MLAMLソリューションの監視、メンテナンス、セキュリティ

小売業の需要予測モデルを本番運用中のMLエンジニアは、モデルの予測精度が徐々に低下していることに気付いた。SageMaker Model MonitorのData Quality Monitorでは特徴量の統計的分布(平均・標準偏差)に有意な変化は検出されていない。しかし、モデルが予測に使う特徴量の重み付けが変化している可能性を調査したい。この状況を検出するために最も適切なSageMaker Model Monitorの監視タイプはどれですか?

A
Data Quality Monitor(データ品質モニター) — 特徴量の統計量を監視して新たなドリフトパターンを追加ルールで検出する
データ品質モニターは分布変化を検出しますが、各特徴量の相対的な重要度変化(概念ドリフト)は検出できません。
B
Model Quality Monitor(モデル品質モニター) — 予測値と正解ラベルを比較してモデル精度の低下原因を特定する
モデル品質モニターは予測精度の低下確認に使いますが、正解ラベルが必要であり、正解が遅れるモデルでは実用的ではありません。
C
Bias Drift Monitor(SageMaker Clarify連携) — 保護属性(例:地域・カテゴリ)に対する予測の公平性変化を監視する
保護属性の公平性変化を監視しますが、今回は予測の判断根拠のドリフト検出が目的です。
D
Feature Attribution Drift Monitor(SageMaker Clarify連携) — SHAP値(SHapley Additive exPlanations:各特徴量のモデル予測への貢献度指標)の変化を監視してモデルの判断根拠のドリフトを検出する
✓ 正解
Feature Attribution Drift Monitor は SHAP 値の変化を監視し、各特徴量のモデル予測への貢献度がどう変わるかを追跡します。

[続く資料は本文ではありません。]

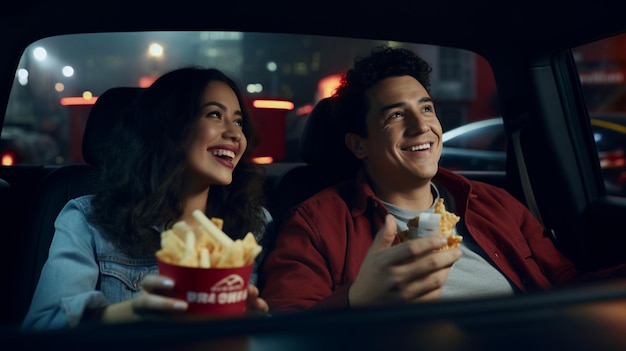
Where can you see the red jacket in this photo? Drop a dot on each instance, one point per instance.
(319, 249)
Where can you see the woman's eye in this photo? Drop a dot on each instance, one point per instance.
(215, 114)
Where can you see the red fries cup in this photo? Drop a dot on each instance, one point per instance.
(210, 270)
(210, 291)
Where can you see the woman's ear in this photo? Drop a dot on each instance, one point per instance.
(355, 143)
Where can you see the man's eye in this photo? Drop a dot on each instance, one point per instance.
(396, 114)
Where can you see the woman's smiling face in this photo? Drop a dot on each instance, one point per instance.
(218, 141)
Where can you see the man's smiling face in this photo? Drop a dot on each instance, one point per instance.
(404, 134)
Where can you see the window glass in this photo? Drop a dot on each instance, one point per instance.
(602, 70)
(59, 78)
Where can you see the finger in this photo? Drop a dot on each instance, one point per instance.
(386, 234)
(150, 303)
(153, 283)
(255, 304)
(426, 245)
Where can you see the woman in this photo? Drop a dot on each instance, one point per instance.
(186, 147)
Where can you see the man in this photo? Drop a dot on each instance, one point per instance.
(341, 247)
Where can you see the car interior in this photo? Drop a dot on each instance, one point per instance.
(536, 54)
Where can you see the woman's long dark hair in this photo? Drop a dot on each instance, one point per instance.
(142, 171)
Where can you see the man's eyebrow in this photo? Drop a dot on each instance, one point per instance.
(422, 100)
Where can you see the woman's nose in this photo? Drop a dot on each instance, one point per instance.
(233, 131)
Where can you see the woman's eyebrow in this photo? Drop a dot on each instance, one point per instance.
(221, 106)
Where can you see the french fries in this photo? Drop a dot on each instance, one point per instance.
(206, 245)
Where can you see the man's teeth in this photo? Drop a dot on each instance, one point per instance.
(420, 147)
(223, 153)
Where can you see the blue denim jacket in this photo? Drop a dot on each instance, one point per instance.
(85, 271)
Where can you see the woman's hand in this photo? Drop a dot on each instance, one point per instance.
(151, 303)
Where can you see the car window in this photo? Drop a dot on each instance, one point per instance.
(602, 70)
(59, 78)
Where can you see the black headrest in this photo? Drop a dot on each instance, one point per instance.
(321, 143)
(111, 106)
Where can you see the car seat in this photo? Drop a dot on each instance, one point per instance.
(68, 182)
(327, 161)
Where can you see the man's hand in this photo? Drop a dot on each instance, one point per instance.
(409, 272)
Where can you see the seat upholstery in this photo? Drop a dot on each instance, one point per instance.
(68, 182)
(327, 161)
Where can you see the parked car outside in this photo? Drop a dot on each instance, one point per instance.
(482, 145)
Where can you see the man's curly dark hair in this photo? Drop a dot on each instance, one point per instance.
(350, 103)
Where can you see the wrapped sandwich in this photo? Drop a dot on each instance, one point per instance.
(439, 222)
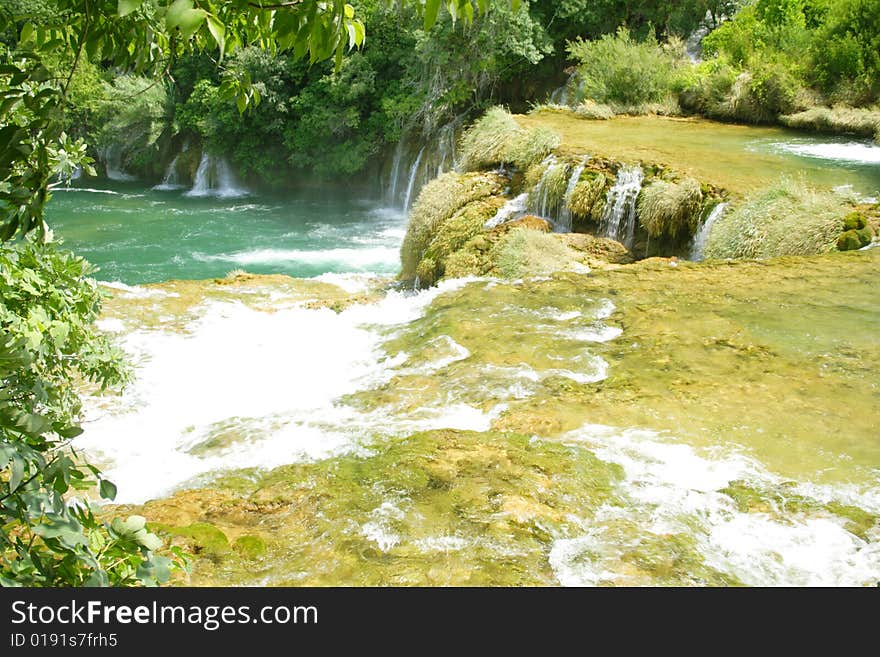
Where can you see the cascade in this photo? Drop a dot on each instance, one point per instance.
(564, 225)
(702, 235)
(214, 177)
(399, 153)
(171, 180)
(545, 201)
(619, 219)
(436, 156)
(510, 210)
(414, 170)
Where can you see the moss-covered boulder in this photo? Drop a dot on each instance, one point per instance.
(437, 203)
(587, 199)
(787, 218)
(249, 547)
(453, 234)
(496, 138)
(668, 209)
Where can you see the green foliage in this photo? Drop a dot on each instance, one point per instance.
(524, 252)
(787, 218)
(620, 71)
(863, 122)
(586, 200)
(670, 208)
(438, 201)
(47, 344)
(497, 139)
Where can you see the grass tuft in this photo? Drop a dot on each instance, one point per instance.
(787, 218)
(669, 208)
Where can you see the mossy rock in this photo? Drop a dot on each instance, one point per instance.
(439, 201)
(855, 221)
(866, 235)
(850, 241)
(249, 547)
(670, 208)
(205, 538)
(453, 234)
(587, 195)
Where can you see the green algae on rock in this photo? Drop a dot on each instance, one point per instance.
(442, 507)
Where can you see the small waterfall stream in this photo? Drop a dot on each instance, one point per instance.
(171, 181)
(702, 236)
(111, 158)
(619, 219)
(509, 211)
(545, 201)
(565, 221)
(412, 169)
(214, 177)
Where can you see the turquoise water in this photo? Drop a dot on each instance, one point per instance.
(141, 235)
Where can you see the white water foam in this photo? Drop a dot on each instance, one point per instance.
(245, 388)
(853, 151)
(672, 488)
(361, 259)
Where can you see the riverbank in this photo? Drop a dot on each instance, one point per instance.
(638, 425)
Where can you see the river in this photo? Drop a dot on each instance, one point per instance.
(655, 424)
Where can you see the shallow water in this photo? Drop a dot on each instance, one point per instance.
(654, 424)
(697, 424)
(734, 157)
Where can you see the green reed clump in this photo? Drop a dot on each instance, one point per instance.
(864, 122)
(670, 208)
(787, 218)
(437, 202)
(587, 198)
(497, 139)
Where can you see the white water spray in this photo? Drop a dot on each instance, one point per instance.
(619, 220)
(214, 177)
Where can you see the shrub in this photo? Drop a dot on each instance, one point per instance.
(839, 119)
(496, 139)
(787, 218)
(437, 202)
(622, 72)
(524, 252)
(668, 208)
(586, 199)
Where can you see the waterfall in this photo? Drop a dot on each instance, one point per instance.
(546, 199)
(446, 148)
(619, 219)
(399, 152)
(437, 155)
(510, 210)
(564, 225)
(214, 177)
(171, 180)
(111, 157)
(412, 179)
(560, 95)
(702, 235)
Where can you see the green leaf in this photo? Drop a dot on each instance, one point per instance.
(125, 7)
(108, 489)
(432, 8)
(218, 31)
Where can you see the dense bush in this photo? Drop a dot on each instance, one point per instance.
(625, 73)
(787, 218)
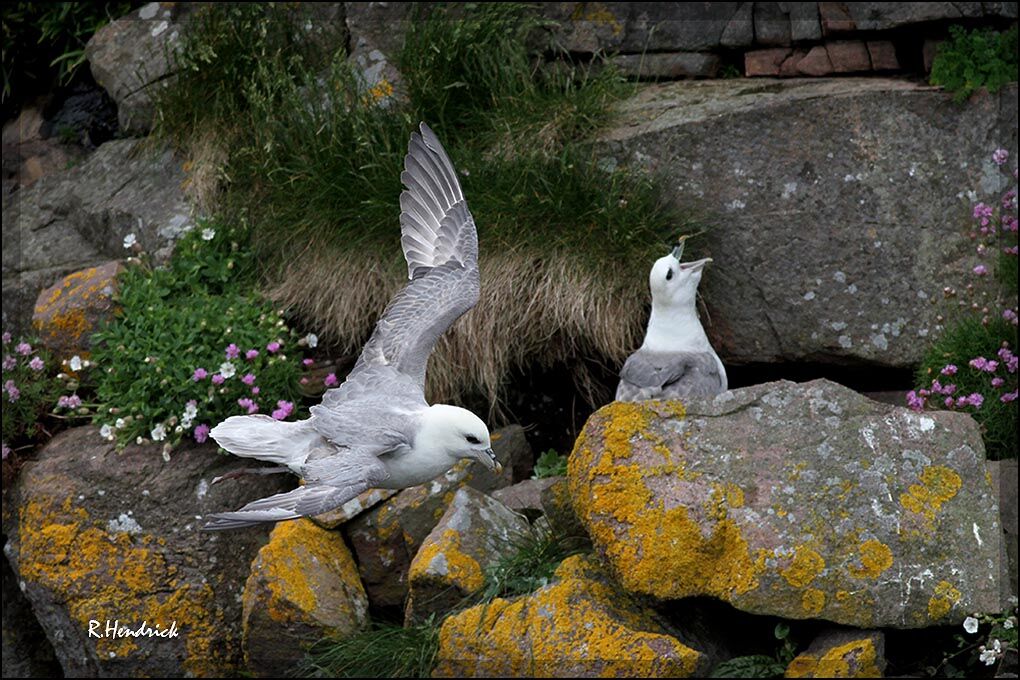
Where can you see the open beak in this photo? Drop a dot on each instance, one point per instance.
(696, 265)
(488, 458)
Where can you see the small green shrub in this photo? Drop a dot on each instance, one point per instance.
(978, 58)
(30, 390)
(192, 344)
(550, 464)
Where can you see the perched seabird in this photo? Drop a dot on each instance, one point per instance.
(676, 359)
(376, 429)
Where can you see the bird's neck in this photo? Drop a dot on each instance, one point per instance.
(675, 328)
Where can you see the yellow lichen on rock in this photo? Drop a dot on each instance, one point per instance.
(578, 625)
(938, 484)
(875, 558)
(857, 659)
(804, 568)
(941, 602)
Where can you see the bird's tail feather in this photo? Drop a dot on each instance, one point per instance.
(265, 438)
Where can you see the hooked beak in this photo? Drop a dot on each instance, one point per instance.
(697, 265)
(488, 458)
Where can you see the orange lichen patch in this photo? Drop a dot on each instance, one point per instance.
(806, 565)
(938, 484)
(875, 558)
(300, 567)
(942, 600)
(581, 624)
(813, 600)
(445, 559)
(857, 659)
(654, 550)
(102, 576)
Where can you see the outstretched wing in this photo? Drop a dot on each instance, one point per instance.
(441, 247)
(332, 481)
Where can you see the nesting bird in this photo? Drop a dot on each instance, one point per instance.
(675, 359)
(376, 429)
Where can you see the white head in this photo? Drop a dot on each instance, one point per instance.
(674, 283)
(459, 433)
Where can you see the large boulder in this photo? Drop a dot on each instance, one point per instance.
(303, 586)
(580, 626)
(102, 539)
(79, 218)
(801, 501)
(470, 537)
(838, 206)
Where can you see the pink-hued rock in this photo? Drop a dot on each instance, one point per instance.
(849, 56)
(765, 62)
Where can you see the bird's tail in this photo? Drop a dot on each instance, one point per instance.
(265, 438)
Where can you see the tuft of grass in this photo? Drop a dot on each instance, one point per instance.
(313, 164)
(381, 650)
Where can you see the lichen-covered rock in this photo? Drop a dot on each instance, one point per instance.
(70, 310)
(845, 654)
(100, 537)
(472, 534)
(877, 177)
(387, 537)
(79, 218)
(580, 625)
(303, 586)
(131, 56)
(800, 501)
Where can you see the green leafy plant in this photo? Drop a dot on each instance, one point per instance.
(978, 58)
(550, 464)
(761, 666)
(192, 344)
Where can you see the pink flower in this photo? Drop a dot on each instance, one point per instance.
(284, 409)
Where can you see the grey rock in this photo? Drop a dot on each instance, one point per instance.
(97, 534)
(871, 196)
(800, 501)
(132, 56)
(473, 533)
(668, 65)
(78, 218)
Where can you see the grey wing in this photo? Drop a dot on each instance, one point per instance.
(645, 375)
(441, 247)
(330, 482)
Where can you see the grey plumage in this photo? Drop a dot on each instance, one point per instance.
(364, 433)
(668, 375)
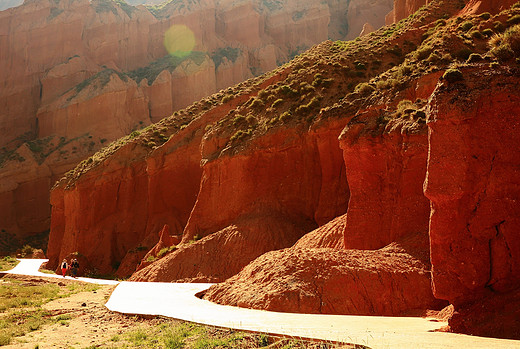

分布は変わらなくても判断根拠が異なる概念ドリフトを検出できます。

解説

Feature Attribution Drift MonitorはSageMaker Clarifyと連携し、SHAP値を用いて各特徴量がモデル予測に与える影響の変化を時系列で追跡する。特徴量の分布が変化しなくても、モデルが異なる特徴量に依存するようになる「概念ドリフト」を検出できる。Data Quality Monitorは分布変化の検出が主目的、Model Quality Monitorは予測精度の低下確認(正解ラベルが必要)、Bias Drift Monitorは公平性の変化追跡であり、いずれも今回の調査目的に直接対応しない。